Purdue University, West Lafayette IN

Investigators

Abstract

Project Summary: As children enter their second year of life, they experience rapid growth in their language knowledge which includes substantial increase in vocabulary size and the speed of online word recognition. Yet, there is also substantial variability in language skill during toddlerhood; 2-year-old children range from knowing a handful to hundreds of words. Children that fall on the low end of this variability – frequently called Late-Talkers (LTs) – are at increased risk for developing persistent language disorders, affecting their academic, social, and professional lives. Recent evidence suggests that LTs experience not only delays in building a sizeable vocabulary, but also show differences in the structure of their vocabularies. This project builds on this finding by seeking to establish a mechanistic connection between building early vocabulary structure and subsequent language growth by building word learning studies that are focused on building the individual structure of children’s vocabulary by focusing on semantic linkages between words.

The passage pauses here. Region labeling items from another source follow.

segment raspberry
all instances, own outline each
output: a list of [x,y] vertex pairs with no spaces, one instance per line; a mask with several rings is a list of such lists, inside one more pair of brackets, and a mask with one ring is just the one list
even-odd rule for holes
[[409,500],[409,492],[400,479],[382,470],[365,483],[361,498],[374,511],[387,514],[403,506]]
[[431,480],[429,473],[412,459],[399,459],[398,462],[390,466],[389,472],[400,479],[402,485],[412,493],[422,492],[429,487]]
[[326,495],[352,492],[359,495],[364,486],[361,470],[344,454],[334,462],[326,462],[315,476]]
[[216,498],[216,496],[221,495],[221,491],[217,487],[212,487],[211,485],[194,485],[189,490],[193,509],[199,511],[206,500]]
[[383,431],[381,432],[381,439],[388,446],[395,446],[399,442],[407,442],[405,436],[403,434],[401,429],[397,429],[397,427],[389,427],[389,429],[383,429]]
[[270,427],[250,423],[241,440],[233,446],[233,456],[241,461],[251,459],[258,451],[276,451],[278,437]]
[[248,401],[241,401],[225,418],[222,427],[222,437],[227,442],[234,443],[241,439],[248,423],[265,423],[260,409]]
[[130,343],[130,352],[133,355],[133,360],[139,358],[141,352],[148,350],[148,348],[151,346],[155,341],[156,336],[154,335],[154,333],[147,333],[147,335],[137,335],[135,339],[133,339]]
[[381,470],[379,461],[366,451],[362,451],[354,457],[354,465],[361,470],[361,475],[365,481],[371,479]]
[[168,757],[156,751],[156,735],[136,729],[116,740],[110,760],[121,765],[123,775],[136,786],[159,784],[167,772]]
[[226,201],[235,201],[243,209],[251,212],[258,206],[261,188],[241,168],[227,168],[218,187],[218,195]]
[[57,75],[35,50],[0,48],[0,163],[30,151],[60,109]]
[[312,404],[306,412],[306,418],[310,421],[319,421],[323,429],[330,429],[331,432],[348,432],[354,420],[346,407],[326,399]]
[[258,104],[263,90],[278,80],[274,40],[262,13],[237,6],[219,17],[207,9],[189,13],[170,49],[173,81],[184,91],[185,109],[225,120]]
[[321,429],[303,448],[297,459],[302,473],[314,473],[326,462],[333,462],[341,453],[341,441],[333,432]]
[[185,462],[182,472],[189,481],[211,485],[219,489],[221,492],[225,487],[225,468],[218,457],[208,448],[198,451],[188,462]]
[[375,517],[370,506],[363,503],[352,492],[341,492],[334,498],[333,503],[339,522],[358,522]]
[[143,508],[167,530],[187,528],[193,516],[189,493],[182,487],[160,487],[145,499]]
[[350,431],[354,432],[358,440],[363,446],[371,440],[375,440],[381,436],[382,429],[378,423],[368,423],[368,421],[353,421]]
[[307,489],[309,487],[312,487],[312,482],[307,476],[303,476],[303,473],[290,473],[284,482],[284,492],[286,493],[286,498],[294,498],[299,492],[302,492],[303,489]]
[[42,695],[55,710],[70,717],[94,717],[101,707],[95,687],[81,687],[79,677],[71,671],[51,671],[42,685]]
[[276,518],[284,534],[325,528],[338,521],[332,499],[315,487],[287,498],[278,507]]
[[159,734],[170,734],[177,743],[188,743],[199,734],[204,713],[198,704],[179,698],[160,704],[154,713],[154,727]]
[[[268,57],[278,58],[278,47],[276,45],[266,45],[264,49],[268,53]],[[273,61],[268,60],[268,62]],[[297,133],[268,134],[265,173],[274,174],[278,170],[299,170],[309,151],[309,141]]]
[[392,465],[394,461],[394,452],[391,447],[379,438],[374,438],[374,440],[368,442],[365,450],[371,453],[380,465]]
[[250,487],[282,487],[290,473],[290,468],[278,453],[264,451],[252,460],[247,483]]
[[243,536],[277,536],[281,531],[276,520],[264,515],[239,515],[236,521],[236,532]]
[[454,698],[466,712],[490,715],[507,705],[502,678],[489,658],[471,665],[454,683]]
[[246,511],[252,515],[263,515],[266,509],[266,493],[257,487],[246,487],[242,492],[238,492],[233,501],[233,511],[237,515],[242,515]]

We propose to recruit 18- to 27-month-old children with diverse language abilities (including those who are late-talking) and backgrounds who take part in a series of experiments that probe how different types of individually tailored word learning tasks lead to short-term growth in language processing skills and vocabulary growth over a period of three months. This project advances theoretical accounts of early language learning and has high potential to inform early intervention practices by establishing a causal link between toddlers’ existing semantic knowledge and their growing language skills.